Selected by the international draft, Dan Forester (Chris Pratt) is taken from his humdrum, dead-end job as a suburban high school science teacher and launched into an impossible scenario. Namely, he's briefly trained -- thank goodness he is an Iraq war vet -- and tossed into the future in the middle of a battlefield of what was once Miami Beach. Actually, something is wrong with the Jumplink, so in fact he materializes mid-air high above the skyline. Miraculously surviving the fall with a small squadron, they embark on their mission: to rescue scientists and their research working to find a Whitespike weakness. Before long, they are attacked by the aliens, and carnage ensues.
It's a really interesting premise, one that unfortunately predicates its clever ideas about time and sacrifice with violence and action. Forester seems upset to have to leave his wife (Betty Gilpin) and young daughter, but he's also upset in his current situation; he strikes the viewer as a sort of mediocre, dispossessed and disillusioned middle-aged middle-class white man who says almost immediately in the screenplay, "I am meant to do something special with my life." It's a little unnerving to see Pratt like this, partly because we've gotten used to seeing him as a macho man kicking ass in recent blockbusters. But mostly it's because the movie tries really hard to balance his character's rediscovered badassery with his apparently deeply emotional garbage as a man who lost his way. Pratt doesn't have those acting chops, and the film's attempts at emotional dialogue are, at best, clumsy. So when he learns that he was selected for service in 2051 because he dies before then, so as to avoid a paradox, we immediately expect him to run into his bereaved family. And he does, though his now-adult daughter Muri (Yvonne Strahovski) is in fact a not-very-sad scientist working to save humanity by developing a toxin to kill the Whitespikes. Melodrama doesn't end there, and I should have mentioned the sentiment dripping from Forester's pre-Jumplink scene with his estranged father (J.K. Simmons), which sets up, briefly, the otherwise bizarre final half-hour or so of the film.
Speaking of the Whitespikes, though, leads me to what I really liked about this movie apart from the basic conceit. The design of these aliens may not be inspired, but it's still horrifyingly effective. Albino monsters with long claws, rows of teeth, and tentacles that shoot -- you guessed it -- bony spikes like giant bullets. They move quickly, like the voracious monsters of A Quiet Place or even, perhaps more appropriately, Edge of Tomorrow, with a frenzied movement the camera tries to reproduce.
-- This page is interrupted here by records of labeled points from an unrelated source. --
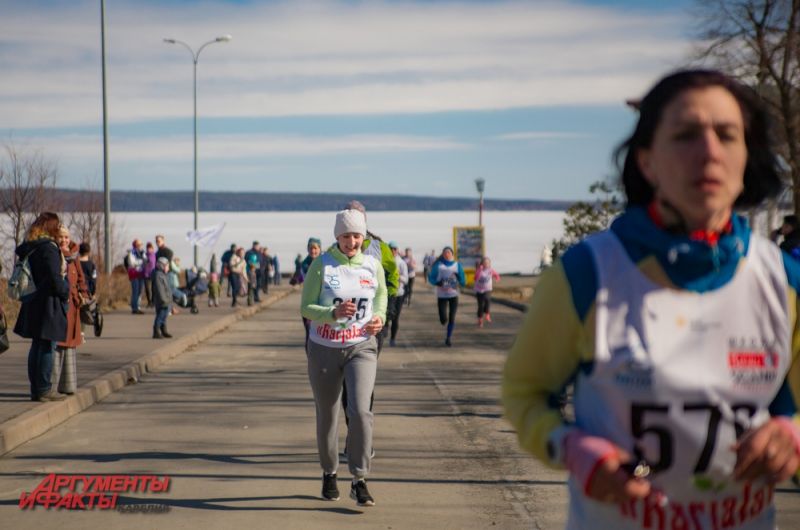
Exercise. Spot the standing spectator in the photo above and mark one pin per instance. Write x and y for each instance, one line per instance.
(225, 260)
(447, 274)
(162, 250)
(88, 268)
(427, 263)
(411, 264)
(149, 267)
(253, 259)
(276, 269)
(213, 290)
(162, 298)
(314, 250)
(344, 296)
(134, 261)
(266, 270)
(402, 270)
(237, 278)
(270, 271)
(65, 366)
(174, 281)
(43, 315)
(484, 275)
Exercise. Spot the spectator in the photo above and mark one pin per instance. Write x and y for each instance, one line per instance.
(134, 262)
(276, 269)
(163, 251)
(64, 375)
(225, 260)
(213, 290)
(43, 315)
(88, 267)
(162, 298)
(149, 267)
(253, 259)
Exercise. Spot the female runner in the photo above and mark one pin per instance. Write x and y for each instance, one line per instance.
(678, 327)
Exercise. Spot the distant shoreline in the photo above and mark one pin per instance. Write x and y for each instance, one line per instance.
(216, 201)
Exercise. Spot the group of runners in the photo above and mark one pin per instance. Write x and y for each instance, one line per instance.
(676, 331)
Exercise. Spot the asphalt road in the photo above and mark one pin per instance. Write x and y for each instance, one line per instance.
(231, 422)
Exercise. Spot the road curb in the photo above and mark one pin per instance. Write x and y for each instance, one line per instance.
(41, 419)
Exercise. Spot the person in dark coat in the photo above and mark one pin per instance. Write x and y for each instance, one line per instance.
(43, 314)
(162, 298)
(65, 359)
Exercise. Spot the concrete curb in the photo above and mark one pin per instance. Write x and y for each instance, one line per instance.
(502, 301)
(41, 419)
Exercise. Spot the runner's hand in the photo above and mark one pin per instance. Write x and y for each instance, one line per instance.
(771, 451)
(345, 309)
(611, 483)
(374, 326)
(596, 462)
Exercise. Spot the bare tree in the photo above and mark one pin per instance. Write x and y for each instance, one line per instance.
(758, 41)
(27, 188)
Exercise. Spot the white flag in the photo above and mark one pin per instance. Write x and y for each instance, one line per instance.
(207, 237)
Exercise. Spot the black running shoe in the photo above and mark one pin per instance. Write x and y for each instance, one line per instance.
(329, 489)
(360, 493)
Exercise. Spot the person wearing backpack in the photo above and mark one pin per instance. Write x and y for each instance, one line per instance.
(43, 313)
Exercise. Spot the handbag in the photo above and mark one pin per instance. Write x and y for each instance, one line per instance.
(4, 343)
(87, 311)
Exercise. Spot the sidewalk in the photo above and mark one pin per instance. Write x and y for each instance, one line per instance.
(106, 364)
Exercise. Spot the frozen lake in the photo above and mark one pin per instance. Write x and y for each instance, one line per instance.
(514, 240)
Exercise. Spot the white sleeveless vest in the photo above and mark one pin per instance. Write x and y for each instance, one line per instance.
(448, 275)
(340, 283)
(677, 376)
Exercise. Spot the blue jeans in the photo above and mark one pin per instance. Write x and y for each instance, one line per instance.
(161, 316)
(40, 365)
(136, 293)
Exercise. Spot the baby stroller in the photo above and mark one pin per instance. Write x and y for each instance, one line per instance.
(195, 284)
The action scenes are almost exhausting in their attempt to recreate the mania inspired by these monsters, with story and effects battling each other for screen time amidst some mind-numbingly frenetic editing.
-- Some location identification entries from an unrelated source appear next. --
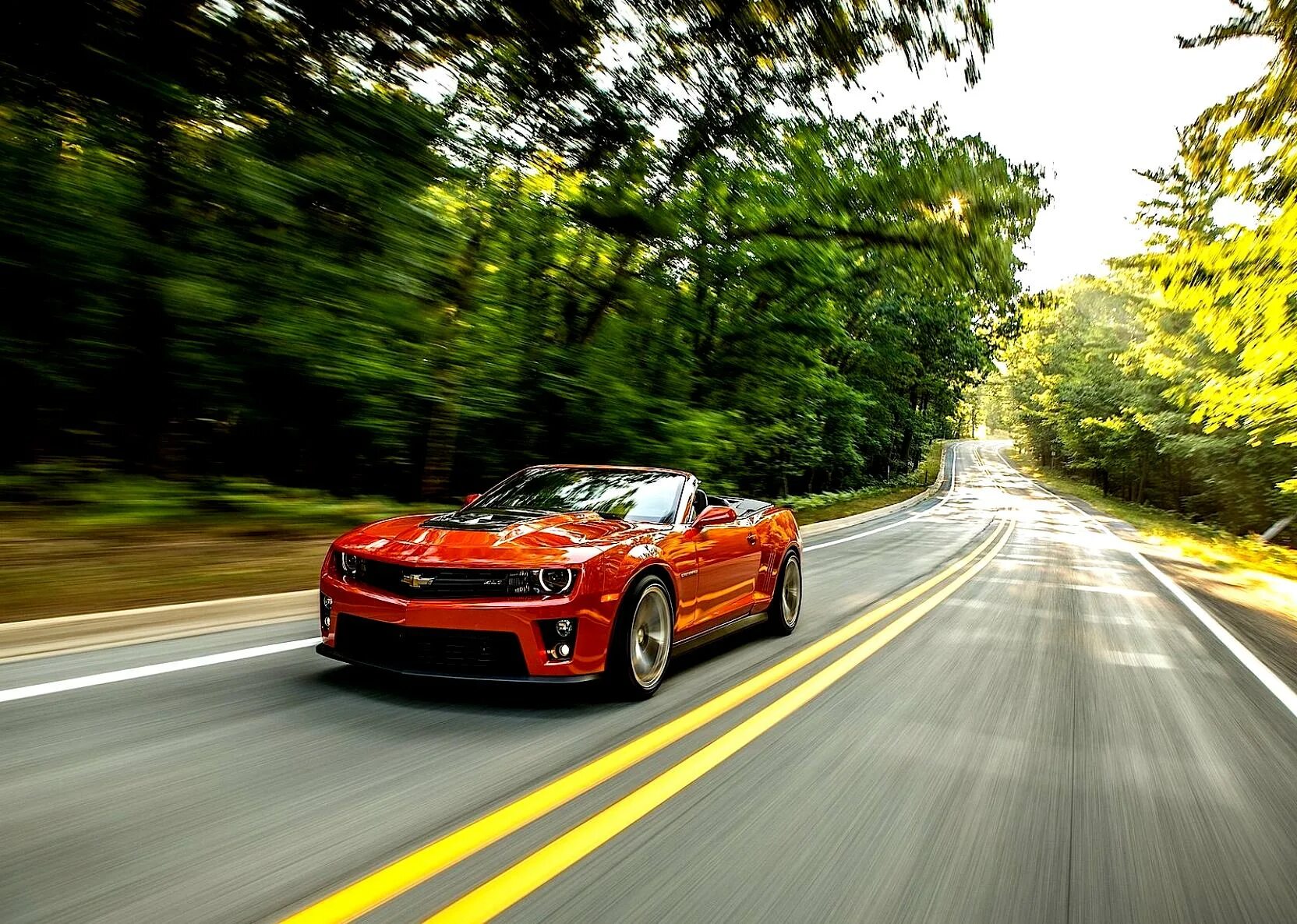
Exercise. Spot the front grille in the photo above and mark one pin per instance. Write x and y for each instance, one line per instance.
(432, 651)
(441, 584)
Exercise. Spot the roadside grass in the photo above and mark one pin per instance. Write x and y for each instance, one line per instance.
(90, 545)
(1208, 545)
(814, 508)
(78, 543)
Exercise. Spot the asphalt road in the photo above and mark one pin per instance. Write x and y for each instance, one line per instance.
(1044, 735)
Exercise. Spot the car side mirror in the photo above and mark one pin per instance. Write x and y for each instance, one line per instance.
(715, 515)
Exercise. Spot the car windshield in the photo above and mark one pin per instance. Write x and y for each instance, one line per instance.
(644, 496)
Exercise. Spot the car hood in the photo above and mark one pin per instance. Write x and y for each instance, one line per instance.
(459, 539)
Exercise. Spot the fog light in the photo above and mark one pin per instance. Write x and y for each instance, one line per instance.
(326, 613)
(560, 638)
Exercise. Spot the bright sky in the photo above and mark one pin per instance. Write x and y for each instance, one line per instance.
(1091, 91)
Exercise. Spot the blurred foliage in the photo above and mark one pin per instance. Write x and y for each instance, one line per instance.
(406, 248)
(1175, 380)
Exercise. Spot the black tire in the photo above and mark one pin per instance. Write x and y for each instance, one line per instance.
(779, 621)
(631, 673)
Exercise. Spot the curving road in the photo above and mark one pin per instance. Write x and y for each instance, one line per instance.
(991, 712)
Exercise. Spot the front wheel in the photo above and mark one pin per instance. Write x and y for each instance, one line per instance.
(641, 639)
(786, 605)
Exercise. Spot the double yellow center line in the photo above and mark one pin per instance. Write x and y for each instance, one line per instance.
(529, 873)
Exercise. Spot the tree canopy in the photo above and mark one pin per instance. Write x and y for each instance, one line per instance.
(1175, 381)
(410, 246)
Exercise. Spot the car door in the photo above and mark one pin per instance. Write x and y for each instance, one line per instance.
(728, 560)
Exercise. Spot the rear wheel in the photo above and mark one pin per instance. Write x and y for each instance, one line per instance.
(786, 605)
(641, 639)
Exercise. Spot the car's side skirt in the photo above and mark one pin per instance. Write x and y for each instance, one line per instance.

And despite the obvious loads of money poured into this movie, which looks fantastic, it's hard to skip past the mismatched cast, the groaningly exposition-heavy dialogue, and the otherwise rote nature of the film's execution. A clever idea and lots of money don't make an otherwise typical movie shine; as someone who doesn't even like Independence Day very much, I at least appreciate its tongue-in-cheek attitude toward its more ridiculous moments. Here, the underlying sentiments about fatherhood and sacrifice aren't matched up with the tone of the film, making this decidedly un-silly science fiction without novelty. Even its final sequence, which is something between The Thing and Aliens, is so blatantly undercooked that the fluids splattering the scene shouldn't have been surprising. And yet it was the most fun scene of the whole movie. Not a good thing to say about something well over two hours in length.